Whatever this is about, it's important to him. He doesn't ask people to do things; he tells them, and, it is credibly alleged, has them killed if they don't do what he says.

"Okay," Castillo said, after a just perceptible hesitation.

"Thank you, Charley," Pevsner said, and there was a click as the connection was broken.

Castillo looked at Kennedy and then tossed the phone to him.

"Get in the car, Howard, and put the bag over your head," Castillo said.

He took pity on Kennedy when he saw the look on his face.

"Just pulling your chain, Howard." [THREE] Their route took them through the residential district of San Isidro, and then past a long line of interesting-looking restaurants facing the San Isidro Jockey Club. He thought he more or less knew where he was. His grandfather had taken him and Charley's cousin Fernando here a half dozen or more times when they were in high school.

Then quickly they were on a wide superhighway-six lanes in each direction-and although this was new to him, Castillo was pretty sure that it was the old Pan Americana Highway. The Argentines had been expanding it for years, and they had apparently finally finished what they called an autopista.

After six or seven kilometers at what Castillo decided was at least twenty klicks above the posted 130-kilometers-per-hour speed limit-meaning they were going ninety-plus miles per hour-the road split, and Frederic took the left fork. Signs said that the right fork was the highway to Uruguay and that they were now headed for Pilar.

They went through a tollbooth without stopping, just slowing enough for a machine to read a device that opened the barrier, and then Frederic quickly accelerated back to their way-above-the-speed-limit velocity.

On the left was a large factory, a long rectangular building three stories high and three hundred meters long, connected to four enormous round concrete silos with a rat's nest of conveyors.

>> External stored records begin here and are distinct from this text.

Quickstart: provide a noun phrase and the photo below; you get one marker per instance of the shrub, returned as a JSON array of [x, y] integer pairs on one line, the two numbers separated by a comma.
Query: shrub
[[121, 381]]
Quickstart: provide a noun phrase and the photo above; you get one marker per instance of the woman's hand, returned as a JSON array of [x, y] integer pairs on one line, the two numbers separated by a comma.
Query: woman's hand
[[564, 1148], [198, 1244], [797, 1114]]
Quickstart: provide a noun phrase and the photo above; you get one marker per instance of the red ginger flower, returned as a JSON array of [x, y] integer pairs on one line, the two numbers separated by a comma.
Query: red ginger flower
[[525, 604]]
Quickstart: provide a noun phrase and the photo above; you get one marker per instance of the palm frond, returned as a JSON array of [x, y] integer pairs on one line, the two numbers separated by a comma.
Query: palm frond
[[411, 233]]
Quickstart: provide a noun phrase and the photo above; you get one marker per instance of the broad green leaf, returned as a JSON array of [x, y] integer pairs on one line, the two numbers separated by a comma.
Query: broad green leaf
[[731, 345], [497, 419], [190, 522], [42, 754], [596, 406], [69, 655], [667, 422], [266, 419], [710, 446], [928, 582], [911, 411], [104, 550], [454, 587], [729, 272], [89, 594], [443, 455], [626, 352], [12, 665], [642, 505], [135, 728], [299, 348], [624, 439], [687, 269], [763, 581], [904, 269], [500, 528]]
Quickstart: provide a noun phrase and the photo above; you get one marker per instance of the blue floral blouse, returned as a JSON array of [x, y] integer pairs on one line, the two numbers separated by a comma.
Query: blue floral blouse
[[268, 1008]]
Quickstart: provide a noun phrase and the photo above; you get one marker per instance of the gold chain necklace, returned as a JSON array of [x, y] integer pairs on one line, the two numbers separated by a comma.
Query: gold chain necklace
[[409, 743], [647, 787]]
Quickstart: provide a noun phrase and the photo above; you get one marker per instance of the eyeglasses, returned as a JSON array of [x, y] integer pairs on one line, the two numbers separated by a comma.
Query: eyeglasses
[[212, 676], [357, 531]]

LUCCETTI, LA PASTA DE MAMA was lettered in thirty-foot-tall letters across the silos.

Castillo chuckled. Kennedy looked at him.

"Mama's family obviously eats a lot of pasta," Charley said.

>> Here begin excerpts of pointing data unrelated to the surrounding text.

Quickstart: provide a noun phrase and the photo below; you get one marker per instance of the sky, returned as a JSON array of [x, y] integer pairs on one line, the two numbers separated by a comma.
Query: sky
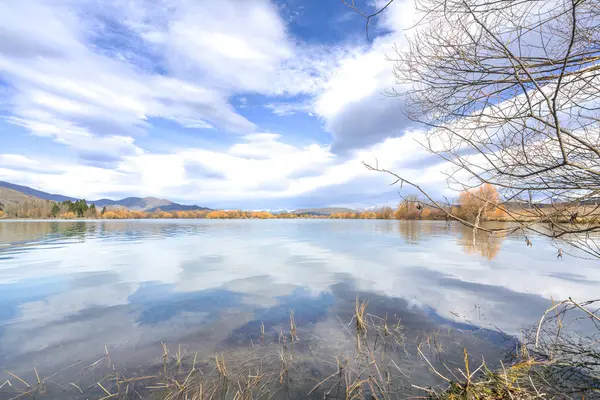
[[251, 104]]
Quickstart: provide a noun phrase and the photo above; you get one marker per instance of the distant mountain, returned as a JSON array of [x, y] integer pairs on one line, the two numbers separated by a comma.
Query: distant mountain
[[10, 196], [135, 203], [36, 193], [323, 210], [146, 204], [11, 193]]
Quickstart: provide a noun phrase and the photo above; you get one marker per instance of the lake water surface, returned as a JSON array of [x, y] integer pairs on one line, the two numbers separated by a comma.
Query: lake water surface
[[71, 291]]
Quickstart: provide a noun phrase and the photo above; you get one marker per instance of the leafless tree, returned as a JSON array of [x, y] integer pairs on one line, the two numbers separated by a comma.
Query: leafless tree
[[510, 93]]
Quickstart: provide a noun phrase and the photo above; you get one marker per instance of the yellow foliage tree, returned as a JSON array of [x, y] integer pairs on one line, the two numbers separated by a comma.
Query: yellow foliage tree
[[68, 215], [481, 201]]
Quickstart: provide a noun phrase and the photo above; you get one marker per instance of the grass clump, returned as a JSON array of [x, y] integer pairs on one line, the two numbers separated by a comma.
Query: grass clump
[[376, 362]]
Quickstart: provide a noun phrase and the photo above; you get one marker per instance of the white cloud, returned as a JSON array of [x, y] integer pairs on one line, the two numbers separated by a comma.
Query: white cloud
[[261, 169], [96, 84]]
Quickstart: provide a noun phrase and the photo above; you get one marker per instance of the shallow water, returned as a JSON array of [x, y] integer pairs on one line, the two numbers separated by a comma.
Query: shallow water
[[68, 289]]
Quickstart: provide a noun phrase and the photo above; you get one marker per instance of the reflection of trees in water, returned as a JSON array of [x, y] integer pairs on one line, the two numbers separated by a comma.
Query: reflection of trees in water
[[415, 231], [480, 243]]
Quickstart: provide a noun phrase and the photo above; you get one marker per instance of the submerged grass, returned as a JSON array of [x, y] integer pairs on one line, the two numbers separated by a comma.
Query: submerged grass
[[547, 364]]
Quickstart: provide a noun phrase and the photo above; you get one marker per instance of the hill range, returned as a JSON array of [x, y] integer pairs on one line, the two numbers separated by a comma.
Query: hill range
[[12, 193]]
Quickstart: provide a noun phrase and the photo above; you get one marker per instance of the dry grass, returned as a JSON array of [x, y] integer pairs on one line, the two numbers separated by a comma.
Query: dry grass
[[368, 369]]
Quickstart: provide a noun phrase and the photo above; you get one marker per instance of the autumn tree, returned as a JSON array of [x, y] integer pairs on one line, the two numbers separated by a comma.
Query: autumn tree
[[510, 94], [476, 204], [55, 210]]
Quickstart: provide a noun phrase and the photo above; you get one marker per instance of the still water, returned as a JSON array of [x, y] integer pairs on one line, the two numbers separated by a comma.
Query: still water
[[72, 291]]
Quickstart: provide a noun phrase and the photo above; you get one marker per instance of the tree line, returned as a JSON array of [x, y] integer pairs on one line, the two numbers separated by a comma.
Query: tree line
[[482, 203]]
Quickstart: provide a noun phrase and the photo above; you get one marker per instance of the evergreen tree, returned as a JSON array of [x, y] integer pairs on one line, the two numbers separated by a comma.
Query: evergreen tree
[[55, 210]]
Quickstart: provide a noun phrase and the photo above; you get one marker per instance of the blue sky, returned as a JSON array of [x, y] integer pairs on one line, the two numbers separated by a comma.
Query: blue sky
[[233, 104]]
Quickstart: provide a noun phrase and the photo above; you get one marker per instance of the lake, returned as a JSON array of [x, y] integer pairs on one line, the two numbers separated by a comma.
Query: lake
[[79, 292]]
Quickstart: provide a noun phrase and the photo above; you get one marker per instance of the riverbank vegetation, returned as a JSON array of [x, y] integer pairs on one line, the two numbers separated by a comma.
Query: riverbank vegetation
[[556, 359], [481, 204]]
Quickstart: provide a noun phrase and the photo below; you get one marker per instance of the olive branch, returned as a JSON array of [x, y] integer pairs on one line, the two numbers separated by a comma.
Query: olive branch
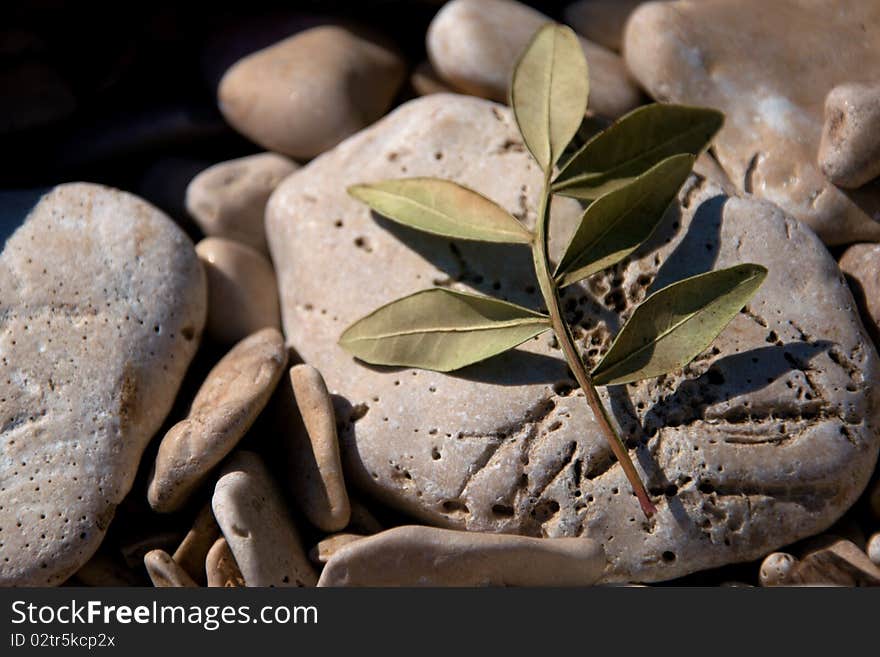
[[629, 175]]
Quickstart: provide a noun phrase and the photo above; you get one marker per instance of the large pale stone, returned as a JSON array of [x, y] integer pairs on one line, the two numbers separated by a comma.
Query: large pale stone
[[767, 437], [102, 303], [474, 45], [769, 67], [307, 93]]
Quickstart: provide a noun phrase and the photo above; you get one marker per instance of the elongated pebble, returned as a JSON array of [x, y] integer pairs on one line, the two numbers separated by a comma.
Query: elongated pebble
[[257, 525], [426, 556]]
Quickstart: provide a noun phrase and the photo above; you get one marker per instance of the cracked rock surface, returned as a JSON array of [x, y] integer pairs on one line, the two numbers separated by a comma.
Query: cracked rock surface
[[768, 66], [102, 304], [765, 438]]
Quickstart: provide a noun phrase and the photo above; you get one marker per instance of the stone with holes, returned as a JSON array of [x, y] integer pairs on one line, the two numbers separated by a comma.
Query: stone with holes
[[102, 303], [767, 437], [692, 53]]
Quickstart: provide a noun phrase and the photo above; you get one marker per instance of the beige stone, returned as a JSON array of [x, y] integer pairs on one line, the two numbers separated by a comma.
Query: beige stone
[[861, 264], [230, 399], [221, 568], [242, 293], [362, 519], [102, 303], [165, 572], [768, 437], [229, 199], [776, 569], [315, 469], [840, 563], [428, 556], [305, 94], [849, 150], [873, 548], [326, 548], [424, 81], [193, 549], [474, 45], [601, 21], [257, 525], [693, 53]]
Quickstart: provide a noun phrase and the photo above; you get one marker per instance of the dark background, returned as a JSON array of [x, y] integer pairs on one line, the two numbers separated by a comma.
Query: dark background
[[99, 92]]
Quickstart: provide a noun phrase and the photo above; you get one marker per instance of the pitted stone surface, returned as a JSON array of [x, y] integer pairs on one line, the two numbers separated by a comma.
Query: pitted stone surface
[[102, 304], [766, 438], [769, 67]]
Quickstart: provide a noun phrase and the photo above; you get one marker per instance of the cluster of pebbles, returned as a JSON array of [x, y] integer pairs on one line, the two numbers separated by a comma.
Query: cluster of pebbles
[[182, 414]]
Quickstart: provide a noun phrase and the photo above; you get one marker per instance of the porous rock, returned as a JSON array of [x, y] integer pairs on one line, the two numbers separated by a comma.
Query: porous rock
[[102, 303], [474, 45], [765, 438], [230, 399], [228, 199], [693, 53], [307, 93], [427, 556], [257, 525]]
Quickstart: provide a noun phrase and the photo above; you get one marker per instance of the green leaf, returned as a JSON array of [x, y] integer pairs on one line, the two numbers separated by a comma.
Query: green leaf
[[616, 224], [443, 208], [633, 144], [673, 325], [441, 330], [549, 92]]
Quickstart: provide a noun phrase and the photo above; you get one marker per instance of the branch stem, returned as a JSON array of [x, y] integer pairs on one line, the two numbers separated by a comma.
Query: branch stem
[[550, 292]]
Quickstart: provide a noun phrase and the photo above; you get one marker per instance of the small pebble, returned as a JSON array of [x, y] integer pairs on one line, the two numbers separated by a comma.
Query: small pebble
[[313, 448], [849, 151], [873, 549], [232, 396], [321, 553], [229, 199], [256, 523], [242, 292], [221, 568], [194, 547], [427, 556], [165, 572], [776, 569], [305, 94]]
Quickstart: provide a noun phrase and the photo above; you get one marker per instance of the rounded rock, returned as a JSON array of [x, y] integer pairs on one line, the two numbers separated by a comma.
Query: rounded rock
[[229, 199], [232, 396], [103, 309], [849, 150], [788, 392], [165, 572], [304, 95], [242, 292], [474, 45], [776, 569]]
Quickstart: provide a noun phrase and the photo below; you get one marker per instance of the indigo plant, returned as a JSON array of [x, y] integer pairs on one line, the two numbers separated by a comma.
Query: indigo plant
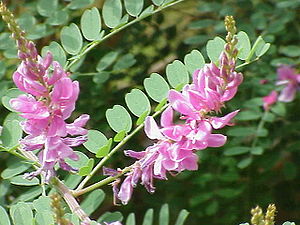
[[53, 147]]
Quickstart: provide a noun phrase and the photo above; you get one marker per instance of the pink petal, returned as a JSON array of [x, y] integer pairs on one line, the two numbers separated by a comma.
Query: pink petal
[[152, 130], [219, 122], [216, 140]]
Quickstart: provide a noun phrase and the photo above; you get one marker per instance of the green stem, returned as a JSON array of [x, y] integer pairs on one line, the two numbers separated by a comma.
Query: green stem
[[93, 44], [259, 127], [100, 183], [113, 151], [258, 40]]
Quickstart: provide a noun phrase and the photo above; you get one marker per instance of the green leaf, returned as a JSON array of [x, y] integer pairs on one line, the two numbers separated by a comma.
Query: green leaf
[[158, 2], [130, 219], [103, 151], [243, 45], [177, 73], [156, 87], [59, 17], [236, 150], [148, 11], [95, 141], [14, 168], [92, 201], [71, 39], [110, 217], [148, 218], [22, 214], [19, 180], [245, 162], [212, 208], [137, 102], [78, 4], [57, 51], [30, 194], [107, 60], [44, 218], [72, 218], [10, 94], [11, 133], [261, 47], [42, 204], [4, 217], [160, 105], [85, 170], [182, 217], [82, 161], [46, 7], [119, 119], [120, 136], [248, 115], [124, 62], [194, 61], [257, 151], [241, 131], [228, 192], [164, 215], [214, 48], [91, 24], [112, 13], [72, 180], [288, 223], [279, 109], [134, 7], [142, 118]]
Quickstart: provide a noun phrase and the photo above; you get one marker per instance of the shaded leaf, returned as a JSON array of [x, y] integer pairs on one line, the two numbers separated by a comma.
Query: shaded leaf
[[194, 61], [112, 13], [214, 48], [107, 60], [182, 217], [71, 39], [238, 150], [130, 219], [92, 201], [119, 119], [134, 7], [177, 73], [19, 180], [91, 24], [4, 217], [148, 218], [243, 45], [137, 102], [95, 141], [57, 51], [164, 215], [156, 87]]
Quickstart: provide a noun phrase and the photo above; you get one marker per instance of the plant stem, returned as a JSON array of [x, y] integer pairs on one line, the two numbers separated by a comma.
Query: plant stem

Kennedy smiled and said, "There are more Italians here than Spanish."

The autopista here was narrower-three lanes in each direction-but the speed limit was still 130 kph, and Frederic was still driving much faster than that.

Outside the autopista fence there were now large, attractive restaurants and what looked like recently constructed showrooms for Audi, BMW, and other European and Japanese automobiles. Charley saw only a Ford showroom to represent American manufacturers, and wondered idly where Mercedes-Benz had their showroom.

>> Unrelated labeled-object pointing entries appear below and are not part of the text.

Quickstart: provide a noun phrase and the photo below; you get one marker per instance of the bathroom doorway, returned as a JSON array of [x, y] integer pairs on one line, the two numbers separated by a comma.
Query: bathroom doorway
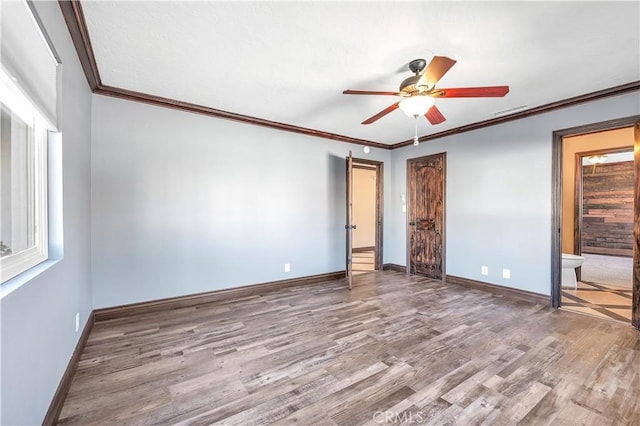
[[595, 216], [603, 225], [367, 190]]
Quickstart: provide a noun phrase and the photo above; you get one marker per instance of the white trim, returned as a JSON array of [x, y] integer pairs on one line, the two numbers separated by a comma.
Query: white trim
[[36, 160]]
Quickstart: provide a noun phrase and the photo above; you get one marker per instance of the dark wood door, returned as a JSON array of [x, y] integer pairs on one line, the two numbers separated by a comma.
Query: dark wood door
[[349, 225], [426, 186]]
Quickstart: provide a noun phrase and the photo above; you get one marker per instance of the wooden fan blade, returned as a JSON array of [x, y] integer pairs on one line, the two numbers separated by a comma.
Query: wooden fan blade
[[382, 113], [435, 116], [472, 92], [368, 92], [438, 67]]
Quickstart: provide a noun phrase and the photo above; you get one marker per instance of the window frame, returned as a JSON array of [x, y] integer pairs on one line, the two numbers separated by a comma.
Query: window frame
[[37, 168]]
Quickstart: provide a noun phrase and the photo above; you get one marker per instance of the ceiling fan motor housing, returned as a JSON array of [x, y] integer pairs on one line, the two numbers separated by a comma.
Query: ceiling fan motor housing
[[413, 85]]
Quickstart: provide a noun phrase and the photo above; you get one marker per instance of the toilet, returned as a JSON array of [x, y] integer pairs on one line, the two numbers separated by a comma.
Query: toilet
[[569, 264]]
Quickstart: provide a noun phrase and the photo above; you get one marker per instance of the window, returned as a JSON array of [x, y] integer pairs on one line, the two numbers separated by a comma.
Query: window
[[23, 182], [29, 81]]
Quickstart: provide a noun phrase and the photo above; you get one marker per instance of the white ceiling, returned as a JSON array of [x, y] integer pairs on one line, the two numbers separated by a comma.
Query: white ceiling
[[290, 61]]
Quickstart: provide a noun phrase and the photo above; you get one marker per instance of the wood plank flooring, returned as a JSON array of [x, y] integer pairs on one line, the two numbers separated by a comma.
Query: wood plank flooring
[[394, 350]]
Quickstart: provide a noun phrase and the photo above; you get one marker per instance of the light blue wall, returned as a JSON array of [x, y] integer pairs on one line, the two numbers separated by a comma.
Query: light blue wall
[[37, 320], [498, 194], [184, 203]]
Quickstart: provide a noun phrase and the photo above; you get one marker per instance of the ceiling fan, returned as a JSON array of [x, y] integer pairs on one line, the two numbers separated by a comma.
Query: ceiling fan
[[419, 91]]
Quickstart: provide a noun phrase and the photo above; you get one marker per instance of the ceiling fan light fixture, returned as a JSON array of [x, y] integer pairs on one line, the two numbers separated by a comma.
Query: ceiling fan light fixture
[[597, 159], [416, 105]]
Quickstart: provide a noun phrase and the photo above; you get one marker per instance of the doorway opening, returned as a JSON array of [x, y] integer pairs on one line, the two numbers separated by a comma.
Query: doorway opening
[[367, 202], [596, 208]]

He had been out this way as a kid, too, but then there had been only a two-lane highway leading from Buenos Aires to the estancias in the country.

The area around Pilar was obviously now an upscale residential area-somebody had to be buying the Audis and BMWs-but there were no houses visible from the highway, just businesses catering to people with money.

Frederic took an exit ramp off the highway, and there was the missing Mercedes showroom, a typically elegant affair across the road from a large shopping center anchored by a Jumbo supermarket.

And then they were in the country again.

Three klicks or so down a two-lane highway-which slowed Frederic down to no more than, say, sixty-five or seventy mph-the car braked suddenly and turned off the road and slowed as they approached a two-story red-tiled-roof gatehouse.

A sign carved from wood read BUENA VISTA COUNTRY CLUB.

There were four uniformed guards at the gatehouse, two of whom looked into the Mercedes carefully before a heavy, red-and-white steel barrier pole was raised. All the guards were armed, and inside the gatehouse Charley saw a rack holding a half-dozen riot guns. They looked like American Ithaca pump shotguns.

Now this, Castillo thought, is what you call a "gated community."